Ein Bild der 33-Jährigen fließt natürlich auch auf Facebook mit ein – und erntet prompt einen schlüpfrigen Kommentar. „Den mussten wir leider löschen“, erklärt der Pressesprecher Ronald Krötz. Gelächter erntet dagegen die Frage eines Nutzers, ob die Polizistin denn ihren privaten Tabletcomputer nutze und „die Schreibmaschine fürs Foto weggepackt“ hätte.

Die meisten der kurzen Meldungen, die das Team mit dem Spezialauftrag absetzt, sind in lockerem Stil geschrieben. Kein Beamtendeutsch, kein erhobener Zeigefinger. Die Botschaft ist klar: Das Präsidium will sich auf Augenhöhe mit den Nutzern darstellen, ganz nebenbei zeigen, dass in jeder blauen Uniform auch ein Mensch steckt. Gerade in Zeiten wachsender Respektlosigkeit und zunehmender Gewalt gegen Polizisten sei das „ein netter Nebeneffekt“, wie Ronald Krötz erklärt.

Das Hauptziel der Social-Media-Offensive: Mehr Follower für die Polizei

Doch das ist nicht das Hauptziel der Aktion: Was am Ende zählt, ist vor allem die Zahl neuer Nutzer, die die Polizei dazu bringen kann, ihre Social-Media-Kanäle zu abonnieren. „Mehr Abonnenten bedeutet, dass wir bei entsprechenden Einsatzlagen mehr Menschen und die Medien direkt erreichen können“, erklärt Ronald Krötz. Gerade in Zeiten, in denen teils in Minutenschnelle Bilder von Unfällen, aber auch Meldungen zu erfundenen oder tatsächlichen Straftaten in die ganze Welt gehen können, sei es für die Polizei wichtig, „die Deutungshoheit zu haben“, wie Krötz sagt. „Wir wollen Leuten, die mit falschen oder übertriebenen Infos rausgehen, den Wind aus den Segeln nehmen.“

Wie das aussehen kann, hatte im Jahr 2016 zum Beispiel die Polizei in München, allen voran deren Sprecher Marcus da Gloria Martins, vorgemacht. Nach dem damaligen Amoklauf erntete die Polizei in ganz Deutschland viel Lob dafür, wie sie während des Verbrechens laufend die Öffentlichkeit informierte und Fake News entlarvte – und zwar nicht nur über klassische Fernseh-Interviews und Pressekonferenzen, sondern auch direkt über die Social-Media-Kanäle der Polizei.

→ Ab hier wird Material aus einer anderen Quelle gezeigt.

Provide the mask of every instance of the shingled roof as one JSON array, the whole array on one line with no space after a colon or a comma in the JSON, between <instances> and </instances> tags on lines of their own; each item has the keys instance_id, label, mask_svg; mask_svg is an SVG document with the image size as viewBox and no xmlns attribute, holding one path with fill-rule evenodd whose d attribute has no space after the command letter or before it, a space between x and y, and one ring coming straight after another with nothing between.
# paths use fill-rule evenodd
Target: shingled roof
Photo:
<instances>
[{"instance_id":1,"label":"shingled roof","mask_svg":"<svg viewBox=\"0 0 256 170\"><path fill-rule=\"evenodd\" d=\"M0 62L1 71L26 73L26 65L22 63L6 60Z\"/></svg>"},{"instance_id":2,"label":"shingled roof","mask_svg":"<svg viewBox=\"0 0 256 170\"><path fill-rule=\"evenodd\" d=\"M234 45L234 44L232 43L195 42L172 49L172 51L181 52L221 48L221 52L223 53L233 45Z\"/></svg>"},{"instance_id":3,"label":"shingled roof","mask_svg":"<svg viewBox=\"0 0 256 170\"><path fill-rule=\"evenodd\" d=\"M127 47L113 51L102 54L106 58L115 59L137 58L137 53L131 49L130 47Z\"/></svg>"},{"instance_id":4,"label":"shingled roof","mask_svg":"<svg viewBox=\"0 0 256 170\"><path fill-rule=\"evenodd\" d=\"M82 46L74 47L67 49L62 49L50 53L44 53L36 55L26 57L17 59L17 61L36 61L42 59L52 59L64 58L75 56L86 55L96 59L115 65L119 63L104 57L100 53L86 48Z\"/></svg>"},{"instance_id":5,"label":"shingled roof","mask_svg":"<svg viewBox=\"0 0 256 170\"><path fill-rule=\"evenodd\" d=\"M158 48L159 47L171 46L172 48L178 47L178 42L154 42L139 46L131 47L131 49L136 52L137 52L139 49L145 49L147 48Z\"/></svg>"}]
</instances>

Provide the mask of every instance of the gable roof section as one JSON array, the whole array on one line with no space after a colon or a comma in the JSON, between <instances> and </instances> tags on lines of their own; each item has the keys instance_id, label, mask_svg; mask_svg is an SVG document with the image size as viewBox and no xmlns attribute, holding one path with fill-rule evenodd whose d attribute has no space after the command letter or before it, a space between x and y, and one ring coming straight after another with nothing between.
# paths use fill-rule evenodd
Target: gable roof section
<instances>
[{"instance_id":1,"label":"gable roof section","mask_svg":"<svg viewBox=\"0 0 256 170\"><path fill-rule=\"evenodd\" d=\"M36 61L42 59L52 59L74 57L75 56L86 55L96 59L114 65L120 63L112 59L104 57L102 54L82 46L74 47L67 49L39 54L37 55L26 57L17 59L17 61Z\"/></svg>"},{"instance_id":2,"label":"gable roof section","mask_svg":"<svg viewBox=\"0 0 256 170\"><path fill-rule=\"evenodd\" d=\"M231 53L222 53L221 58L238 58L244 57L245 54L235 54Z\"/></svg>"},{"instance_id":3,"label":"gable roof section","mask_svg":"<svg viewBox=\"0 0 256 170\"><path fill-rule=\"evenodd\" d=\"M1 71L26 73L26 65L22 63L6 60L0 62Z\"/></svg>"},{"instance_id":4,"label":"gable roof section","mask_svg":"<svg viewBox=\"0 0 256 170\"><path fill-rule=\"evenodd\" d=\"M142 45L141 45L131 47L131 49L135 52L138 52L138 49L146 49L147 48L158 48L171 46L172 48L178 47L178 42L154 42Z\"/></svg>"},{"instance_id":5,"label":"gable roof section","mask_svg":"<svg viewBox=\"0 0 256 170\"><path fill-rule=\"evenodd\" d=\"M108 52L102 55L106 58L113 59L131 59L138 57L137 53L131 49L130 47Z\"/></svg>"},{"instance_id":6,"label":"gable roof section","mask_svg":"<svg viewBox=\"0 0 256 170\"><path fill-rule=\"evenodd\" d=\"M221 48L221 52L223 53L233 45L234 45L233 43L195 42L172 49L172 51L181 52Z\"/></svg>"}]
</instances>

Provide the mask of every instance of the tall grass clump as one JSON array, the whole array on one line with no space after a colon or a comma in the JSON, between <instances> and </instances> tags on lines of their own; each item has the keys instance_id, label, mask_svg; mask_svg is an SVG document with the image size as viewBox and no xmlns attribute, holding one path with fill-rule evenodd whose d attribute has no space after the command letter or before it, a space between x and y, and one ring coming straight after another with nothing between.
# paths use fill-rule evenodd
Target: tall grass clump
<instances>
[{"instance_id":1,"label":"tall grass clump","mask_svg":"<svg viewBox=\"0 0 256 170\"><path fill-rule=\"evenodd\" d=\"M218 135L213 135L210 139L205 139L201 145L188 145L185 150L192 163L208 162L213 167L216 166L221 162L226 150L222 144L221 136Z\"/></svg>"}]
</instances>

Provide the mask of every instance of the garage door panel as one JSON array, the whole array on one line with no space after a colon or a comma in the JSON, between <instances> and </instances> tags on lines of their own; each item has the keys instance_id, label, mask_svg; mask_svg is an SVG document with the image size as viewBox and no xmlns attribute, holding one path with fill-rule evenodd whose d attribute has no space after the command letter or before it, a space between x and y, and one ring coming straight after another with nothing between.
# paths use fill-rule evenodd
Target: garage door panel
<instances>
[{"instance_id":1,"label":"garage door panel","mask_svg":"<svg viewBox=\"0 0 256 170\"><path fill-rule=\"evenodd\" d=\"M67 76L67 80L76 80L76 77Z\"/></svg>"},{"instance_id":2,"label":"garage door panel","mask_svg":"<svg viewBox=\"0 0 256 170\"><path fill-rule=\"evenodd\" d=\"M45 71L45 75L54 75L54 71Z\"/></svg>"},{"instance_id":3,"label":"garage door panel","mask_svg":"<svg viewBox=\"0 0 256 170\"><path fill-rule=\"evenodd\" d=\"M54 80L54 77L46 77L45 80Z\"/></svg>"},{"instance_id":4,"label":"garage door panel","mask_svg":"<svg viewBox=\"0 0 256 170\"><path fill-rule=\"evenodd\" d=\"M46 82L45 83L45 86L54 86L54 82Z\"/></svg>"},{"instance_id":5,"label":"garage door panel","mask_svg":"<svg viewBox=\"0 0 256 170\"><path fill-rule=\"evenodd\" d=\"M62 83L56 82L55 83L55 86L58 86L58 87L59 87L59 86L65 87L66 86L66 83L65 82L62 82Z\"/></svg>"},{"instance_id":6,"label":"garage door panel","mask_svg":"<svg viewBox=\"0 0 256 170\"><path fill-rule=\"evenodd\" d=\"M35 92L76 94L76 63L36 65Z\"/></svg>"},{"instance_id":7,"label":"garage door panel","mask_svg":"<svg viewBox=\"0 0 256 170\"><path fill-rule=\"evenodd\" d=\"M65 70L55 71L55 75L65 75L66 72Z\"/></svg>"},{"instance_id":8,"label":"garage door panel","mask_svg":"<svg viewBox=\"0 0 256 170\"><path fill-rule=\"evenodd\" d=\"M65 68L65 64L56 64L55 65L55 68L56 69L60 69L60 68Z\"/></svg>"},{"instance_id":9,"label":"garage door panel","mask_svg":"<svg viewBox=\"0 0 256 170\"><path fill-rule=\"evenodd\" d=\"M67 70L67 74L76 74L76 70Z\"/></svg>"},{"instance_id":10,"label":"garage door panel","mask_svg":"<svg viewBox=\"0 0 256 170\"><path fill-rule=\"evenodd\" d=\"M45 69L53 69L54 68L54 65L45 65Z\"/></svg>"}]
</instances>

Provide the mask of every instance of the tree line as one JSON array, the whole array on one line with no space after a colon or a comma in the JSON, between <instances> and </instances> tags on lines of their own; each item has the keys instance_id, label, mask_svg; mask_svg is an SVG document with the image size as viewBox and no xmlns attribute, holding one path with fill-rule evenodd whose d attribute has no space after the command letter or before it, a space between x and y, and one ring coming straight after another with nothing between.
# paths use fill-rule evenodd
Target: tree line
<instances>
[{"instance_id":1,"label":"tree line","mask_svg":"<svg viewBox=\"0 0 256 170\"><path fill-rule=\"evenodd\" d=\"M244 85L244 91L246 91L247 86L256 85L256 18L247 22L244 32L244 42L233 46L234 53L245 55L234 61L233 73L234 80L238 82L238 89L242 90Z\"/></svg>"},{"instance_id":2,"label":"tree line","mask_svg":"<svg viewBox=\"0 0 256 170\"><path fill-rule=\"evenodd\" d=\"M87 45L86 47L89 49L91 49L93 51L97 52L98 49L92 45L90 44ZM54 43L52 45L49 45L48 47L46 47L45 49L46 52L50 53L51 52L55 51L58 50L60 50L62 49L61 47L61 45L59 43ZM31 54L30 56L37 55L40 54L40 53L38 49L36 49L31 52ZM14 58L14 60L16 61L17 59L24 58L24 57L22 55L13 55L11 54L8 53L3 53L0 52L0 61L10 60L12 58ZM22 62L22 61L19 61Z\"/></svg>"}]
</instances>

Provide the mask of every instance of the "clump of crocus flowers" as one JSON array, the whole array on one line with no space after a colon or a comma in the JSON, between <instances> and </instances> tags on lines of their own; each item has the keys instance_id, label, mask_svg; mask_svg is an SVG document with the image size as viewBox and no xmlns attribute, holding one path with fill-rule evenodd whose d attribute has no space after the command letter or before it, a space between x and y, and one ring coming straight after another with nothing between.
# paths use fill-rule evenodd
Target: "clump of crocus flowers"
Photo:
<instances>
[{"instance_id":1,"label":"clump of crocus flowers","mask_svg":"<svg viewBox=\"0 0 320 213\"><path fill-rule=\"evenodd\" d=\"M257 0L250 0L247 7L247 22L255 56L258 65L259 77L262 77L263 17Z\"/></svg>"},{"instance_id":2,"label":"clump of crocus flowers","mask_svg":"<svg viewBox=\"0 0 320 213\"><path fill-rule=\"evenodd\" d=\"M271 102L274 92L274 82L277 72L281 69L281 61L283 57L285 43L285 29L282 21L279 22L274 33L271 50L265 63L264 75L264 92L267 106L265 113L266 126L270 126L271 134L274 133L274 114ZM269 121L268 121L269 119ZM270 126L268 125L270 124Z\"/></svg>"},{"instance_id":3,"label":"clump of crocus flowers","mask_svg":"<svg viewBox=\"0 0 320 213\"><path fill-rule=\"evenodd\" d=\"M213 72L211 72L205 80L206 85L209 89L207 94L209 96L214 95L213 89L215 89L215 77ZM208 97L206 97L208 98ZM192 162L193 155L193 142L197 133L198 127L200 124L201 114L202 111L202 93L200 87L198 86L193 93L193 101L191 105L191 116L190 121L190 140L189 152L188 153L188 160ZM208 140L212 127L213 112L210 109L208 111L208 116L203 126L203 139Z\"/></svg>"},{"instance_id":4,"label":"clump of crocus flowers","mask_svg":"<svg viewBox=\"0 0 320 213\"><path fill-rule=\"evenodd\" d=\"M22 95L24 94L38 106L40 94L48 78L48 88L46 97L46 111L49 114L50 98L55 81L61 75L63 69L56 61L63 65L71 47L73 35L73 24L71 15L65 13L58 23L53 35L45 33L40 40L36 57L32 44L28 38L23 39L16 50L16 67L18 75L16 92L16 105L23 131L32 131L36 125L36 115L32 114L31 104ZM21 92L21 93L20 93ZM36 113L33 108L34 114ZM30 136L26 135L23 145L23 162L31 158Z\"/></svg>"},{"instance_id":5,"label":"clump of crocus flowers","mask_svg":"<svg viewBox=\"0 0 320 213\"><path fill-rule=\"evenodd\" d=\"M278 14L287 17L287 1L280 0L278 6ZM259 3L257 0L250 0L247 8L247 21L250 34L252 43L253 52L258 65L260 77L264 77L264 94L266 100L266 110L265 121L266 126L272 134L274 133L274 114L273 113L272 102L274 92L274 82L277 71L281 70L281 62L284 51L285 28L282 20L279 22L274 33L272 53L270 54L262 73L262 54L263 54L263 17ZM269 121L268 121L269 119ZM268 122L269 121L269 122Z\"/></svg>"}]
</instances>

In Backnang verfolgt ein Mann einen Taschendieb

Die Zwölf-Stunden-Aktion ist nicht in Aalen erfunden worden – die Polizei in München, Berlin und Heilbronn hat ähnliche Aktionen gemacht. Bis das hiesige Polizeipräsidium in deren Liga spielt, wird noch einiges Wasser die Rems hinabfließen. Aber das Team legt sich ins Zeug: „In Backnang hat ein Mann einen Taschendieb erwischt und hält ihn fest – ich mache mich dran“, sagt Krötz und tippt auf seinem Tabletcomputer, während er die aktuell eingehenden Informationen auf einem anderen Bildschirm verfolgt.

Es ist inzwischen Nachmittag geworden – bis 22 Uhr geht der Nachrichtenmarathon noch. Bis das Presseteam die „Gefällt mir“-Angaben zählen und seine Tablets ausschalten kann, werden noch einige Anrufe im Lagezentrum eingehen. Einer der Polizisten verteilt Tüten mit Gummibonbons – Nervennahrung. Wer weiß, was der nächste Anruf bringt.